As these examples illustrate, there could in principle be many different ways in which speech sounds are grouped. To ask which grouping is “natural” or “native” for the STG, Mesgarani et al. (2014) used hierarchical clustering of neural responses to speech, examples of which can be seen in the ECoG recordings depicted in Figure 3.7, panel D. The results of the clustering analysis follow in Figure 3.7, panels E–G. Perhaps surprisingly, Mesgarani et al. (2014) discovered that the STG was organized primarily by manner‐of‐articulation features and secondarily by place‐of‐articulation features. The prominence of manner‐of‐articulation features can be seen by clustering the phonemes directly (Figure 3.7, panel F). For example, on the right‐side dendrogram we find neat clusters of plosives /d b g p k t/, fricatives /ʃ z s f θ/, and nasals /m n ŋ/. Manner‐of‐articulation features also stand out when the electrodes are clustered (Figure 3.7, panel G). By going up a column from the bottom dendrogram, we can find the darkest cells (those with the greatest selectivity for phonemes), and then follow these rows to the left to identify the phonemes for which the electrode signal was strongest. The electrode indexed by the leftmost column, for example, recorded neural activity that appeared selective for the plosives /d b g p k t/. In this way, we may also find electrodes that respond to both manner and place of articulation features. For example, the fifth column from the left responds to the bilabial plosives /b p/. Thus, the types of features that phoneticians have for a long time employed for classifying speech sounds turn out to be reflected in the neural patterns across the STG. Mesgarani et al. (2014) argue that this pattern of organization, prioritizing manner over place‐of‐articulation features, is most consistent with auditory‐perceptual theories of feature hierarchies (Stevens, 2002; Clements, 1985). Auditory‐perceptual theories contrast, for instance, with articulatory or gestural theories, which Mesgarani et al. (2014) assert would have prioritized place‐of‐articulation features (Fowler, 1986).

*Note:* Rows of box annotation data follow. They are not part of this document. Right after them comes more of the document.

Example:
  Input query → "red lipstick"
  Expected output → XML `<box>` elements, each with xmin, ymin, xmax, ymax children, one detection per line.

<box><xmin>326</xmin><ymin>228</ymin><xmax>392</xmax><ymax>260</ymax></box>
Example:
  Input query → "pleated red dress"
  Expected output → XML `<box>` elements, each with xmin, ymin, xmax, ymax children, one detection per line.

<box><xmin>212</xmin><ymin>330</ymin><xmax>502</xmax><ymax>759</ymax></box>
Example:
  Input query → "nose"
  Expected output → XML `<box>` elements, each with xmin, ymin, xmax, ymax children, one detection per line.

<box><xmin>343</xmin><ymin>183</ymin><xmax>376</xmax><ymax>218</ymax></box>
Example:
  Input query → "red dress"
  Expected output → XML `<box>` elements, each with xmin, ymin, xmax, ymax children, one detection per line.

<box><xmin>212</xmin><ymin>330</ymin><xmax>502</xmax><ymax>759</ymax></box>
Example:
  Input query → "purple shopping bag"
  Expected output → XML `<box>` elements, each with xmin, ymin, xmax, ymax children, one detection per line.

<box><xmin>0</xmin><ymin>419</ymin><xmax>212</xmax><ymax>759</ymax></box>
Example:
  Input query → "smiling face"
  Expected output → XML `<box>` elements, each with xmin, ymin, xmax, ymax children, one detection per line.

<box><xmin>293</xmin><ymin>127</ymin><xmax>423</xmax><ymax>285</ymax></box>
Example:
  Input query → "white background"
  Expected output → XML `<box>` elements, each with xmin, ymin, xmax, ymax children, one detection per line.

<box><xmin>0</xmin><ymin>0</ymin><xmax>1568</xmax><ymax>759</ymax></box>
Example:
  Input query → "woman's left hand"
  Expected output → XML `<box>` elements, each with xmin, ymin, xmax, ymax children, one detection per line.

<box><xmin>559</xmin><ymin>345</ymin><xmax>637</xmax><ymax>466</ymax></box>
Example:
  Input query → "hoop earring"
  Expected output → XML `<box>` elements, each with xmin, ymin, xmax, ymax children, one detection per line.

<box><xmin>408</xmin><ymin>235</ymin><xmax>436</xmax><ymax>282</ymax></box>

The clustering analyses in Figure 3.7 (panels F and G) are doubly rich: they at the same time support a broadly auditory‐perceptual view of sound representations in the STG while also revealing limitations of that view. For instance, on the right‐side cluster (panel F), we find that the phonemes /v/ and /ð/ do not cluster with the other fricatives /ʃ z s f θ/. Instead the fricatives /v/ and /ð/ cluster with the sonorants. Moreover, /v/ and /ð/ are most closely clustered in a group of high front and central vowels and glides /j ɪ i ʉ/. This odd grouping may reflect noise at some level of the experiment or analysis, but it raises the intriguing possibility that the STG actually groups /j ɪ i ʉ v ð/ together, and thus does not strictly follow established phonetic conventions. Therefore, in addition to articulatory, acoustic, and auditory phonetics, studies such as this on the cortical response to speech may pave the way to innovative neural feature analyses. However, we would like to emphasize that these are early results in the field. The use of discrete segmental phonemes may, for example, be considered a useful first approximation to analyses using more complex, overlapping feature representations.